In 1947 William Burroughs wrote to Allen Ginsberg from New Orleans and asked about the term “Beat,” which he’d heard from Herbert Huncke - who’d heard it from Jack Kerouac. Later, when John Clellon Holmes used the term “Beat Generation” in his novel, Go, Gilbert Millstein, an editor at the New York Times Magazine, asked him to write an article about it. "This Is the Beat Generation" was published on November 16, 1952.

“The origins of the word 'beat' are obscure, but the meaning is only too clear to most Americans. More than mere weariness it implies the feeling of having been used, of being raw. It involves a nakedness of mind, and, ultimately, of soul; a feeling of being reduced to the bedrock of consciousness. In short, it means being undramatically pushed against the wall of oneself. ...But the wild boys of today are not lost. Their flushed, often scoffing, always intent faces elude the word, and it would sound phoney to them ...Only the most bitter among them would call their reality a nightmare and protest that they have indeed lost something, the future. But ever since they were old enough to imagine one, that has been in jeopardy anyway. The absence of personal and social values is to them, but a problem demanding a day-to-day solution. How to live seems to them much more crucial than why."

Throughout the 50s the Beat was more of a literary eruption than a revolution.
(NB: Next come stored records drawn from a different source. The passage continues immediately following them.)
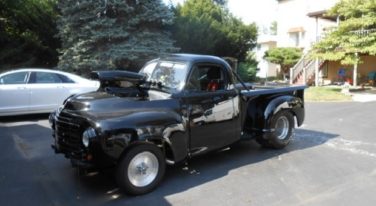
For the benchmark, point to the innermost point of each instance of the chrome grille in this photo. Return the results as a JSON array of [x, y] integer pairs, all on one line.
[[68, 131]]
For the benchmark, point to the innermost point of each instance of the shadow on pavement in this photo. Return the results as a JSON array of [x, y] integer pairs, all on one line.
[[21, 118], [202, 169], [47, 178]]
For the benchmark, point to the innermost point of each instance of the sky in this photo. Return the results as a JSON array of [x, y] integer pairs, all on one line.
[[263, 12]]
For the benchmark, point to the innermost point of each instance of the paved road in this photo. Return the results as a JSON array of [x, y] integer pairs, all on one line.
[[332, 161]]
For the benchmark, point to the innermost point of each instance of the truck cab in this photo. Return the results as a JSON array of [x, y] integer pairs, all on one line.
[[176, 107]]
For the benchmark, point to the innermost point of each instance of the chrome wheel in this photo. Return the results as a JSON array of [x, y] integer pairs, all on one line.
[[282, 127], [143, 169]]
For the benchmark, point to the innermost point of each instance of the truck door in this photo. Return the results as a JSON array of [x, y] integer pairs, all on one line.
[[211, 112]]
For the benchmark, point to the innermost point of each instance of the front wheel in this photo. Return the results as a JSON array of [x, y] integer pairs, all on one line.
[[282, 125], [141, 169]]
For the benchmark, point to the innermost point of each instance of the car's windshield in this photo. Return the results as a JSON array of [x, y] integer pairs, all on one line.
[[171, 75]]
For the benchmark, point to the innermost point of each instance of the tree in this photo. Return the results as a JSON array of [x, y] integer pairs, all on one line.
[[247, 69], [355, 35], [111, 34], [206, 27], [286, 57], [28, 33]]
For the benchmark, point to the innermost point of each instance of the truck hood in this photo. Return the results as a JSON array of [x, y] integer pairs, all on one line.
[[102, 105]]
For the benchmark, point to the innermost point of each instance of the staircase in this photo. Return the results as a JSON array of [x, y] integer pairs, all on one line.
[[304, 71]]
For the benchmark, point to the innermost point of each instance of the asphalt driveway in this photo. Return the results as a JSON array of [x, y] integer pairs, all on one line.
[[331, 161]]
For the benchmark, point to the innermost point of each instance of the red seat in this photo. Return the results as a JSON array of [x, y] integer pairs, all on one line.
[[212, 86]]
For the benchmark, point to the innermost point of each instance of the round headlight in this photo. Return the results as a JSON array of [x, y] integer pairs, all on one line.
[[87, 135]]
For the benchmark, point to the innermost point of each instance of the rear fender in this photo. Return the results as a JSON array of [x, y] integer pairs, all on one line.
[[291, 103]]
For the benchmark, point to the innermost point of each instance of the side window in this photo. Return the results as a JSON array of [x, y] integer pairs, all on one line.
[[47, 78], [207, 78], [65, 79], [14, 78]]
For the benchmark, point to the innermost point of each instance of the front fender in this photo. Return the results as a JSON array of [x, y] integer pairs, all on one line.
[[161, 127]]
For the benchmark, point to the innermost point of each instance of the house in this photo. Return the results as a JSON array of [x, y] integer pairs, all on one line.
[[265, 68], [301, 23]]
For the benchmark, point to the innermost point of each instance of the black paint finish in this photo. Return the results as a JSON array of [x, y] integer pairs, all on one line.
[[183, 123]]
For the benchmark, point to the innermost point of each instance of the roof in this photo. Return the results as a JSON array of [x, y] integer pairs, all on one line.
[[321, 15], [193, 58]]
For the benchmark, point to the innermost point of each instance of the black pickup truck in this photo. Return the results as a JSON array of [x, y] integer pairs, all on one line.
[[175, 108]]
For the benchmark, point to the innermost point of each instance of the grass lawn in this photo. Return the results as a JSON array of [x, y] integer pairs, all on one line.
[[322, 94]]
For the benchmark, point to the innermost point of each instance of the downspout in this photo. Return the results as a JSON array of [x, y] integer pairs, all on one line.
[[317, 59], [355, 74]]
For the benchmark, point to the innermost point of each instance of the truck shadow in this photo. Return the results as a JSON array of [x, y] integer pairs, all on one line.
[[45, 174], [21, 118], [206, 168]]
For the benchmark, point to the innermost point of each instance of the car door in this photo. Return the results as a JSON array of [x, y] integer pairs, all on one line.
[[212, 116], [47, 91], [14, 93]]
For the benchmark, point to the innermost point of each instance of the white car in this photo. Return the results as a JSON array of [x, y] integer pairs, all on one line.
[[28, 91]]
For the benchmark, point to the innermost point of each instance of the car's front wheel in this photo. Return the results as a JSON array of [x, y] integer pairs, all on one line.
[[141, 169]]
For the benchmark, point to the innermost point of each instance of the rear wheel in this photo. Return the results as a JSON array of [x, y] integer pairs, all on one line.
[[282, 125], [141, 169]]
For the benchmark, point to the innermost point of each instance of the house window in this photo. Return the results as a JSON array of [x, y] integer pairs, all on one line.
[[294, 39], [296, 36]]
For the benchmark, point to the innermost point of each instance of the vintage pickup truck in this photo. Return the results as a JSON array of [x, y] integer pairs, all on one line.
[[176, 107]]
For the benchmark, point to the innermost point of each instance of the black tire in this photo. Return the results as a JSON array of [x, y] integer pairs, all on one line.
[[125, 173], [282, 124]]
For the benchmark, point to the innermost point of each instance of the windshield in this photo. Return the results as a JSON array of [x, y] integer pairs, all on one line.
[[170, 75]]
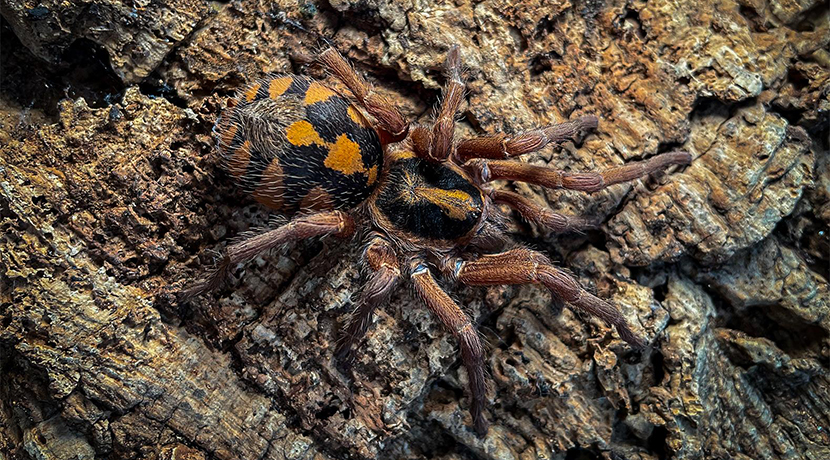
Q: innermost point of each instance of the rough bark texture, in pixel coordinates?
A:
(111, 199)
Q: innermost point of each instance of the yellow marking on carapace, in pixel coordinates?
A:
(317, 93)
(271, 190)
(238, 162)
(303, 133)
(278, 86)
(372, 175)
(226, 136)
(357, 117)
(317, 199)
(250, 95)
(344, 156)
(455, 203)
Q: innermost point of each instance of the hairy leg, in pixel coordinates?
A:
(540, 215)
(524, 266)
(443, 129)
(472, 353)
(324, 223)
(392, 126)
(501, 146)
(490, 170)
(386, 275)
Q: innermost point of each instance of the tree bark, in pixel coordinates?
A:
(112, 199)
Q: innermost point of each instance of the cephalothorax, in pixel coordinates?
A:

In 1953 Junkie by Burroughs led to Thom Gunn’s Fighting Terms in 54, to Lawrence Ferlinghetti’s Pictures From a Gone World in 55, to Ginsberg’s Howl in 56, to Kerouac’s On The Road in 57, and right through Gary Snyder’s Riprap in 59. Turned in or out by anyone or all of those works, Beats began to leave New York, New Orleans, and San Francisco for Paris, Tangier, Mexico City, Kyoto, and Bombay where they were free to see and feel more of who and what they were, and what they would never be - until they returned with older ideals and ideas of existence enhanced by foreign impressions, as well as ancient patterns of practice in which they saw that to be Beat was to not only to be galled with the commonplace, the corny and horny, but weary of failing to live an honest life in a technological-lized world. To be Beat was to create new rhythms in the mind - to get beyond the ordinary rush of raw life where it was possible to more than just live. Realizing this, opened up whole new worlds of seeing. Dissent, however, was always being revised.

Bob Kaufman Photo
Bob Kaufman, North Beach, 1976

But there was always dissent. The jazz saxophonist Brew Moore once dismissed the insinuation that the Beats invented or epitomized the idea of Beat. Sitting in a rocking chair in a long flat out in San Francisco’s Mission District, Brew claimed that “almost every jazzman was born beat." Beat by the fact that people were afraid of the effect of jazz, especially in early Monday mornings when repetitious squares “slid back into their salty pegs." Years later there was more than dissent. After the Beat had become a legend, there were those who remembered sinks that leaked and reminded others who’d become icons of how lonely and rank it once was. Often on stage with Allen Ginsberg, who deserved superstar status, Gregory Corso would sometimes lovingly but pointedly temper Ginsberg’s exaggeration of his own thin, lonely roots by remembering those souls who in the early years had made an incredible difference - and had been forgotten. "Ginsie! Ginsie! Four people do not a generation make!!" (Gregory Corso to Allen Ginsberg in Richard Lerner’s film Kerouac, 1985.)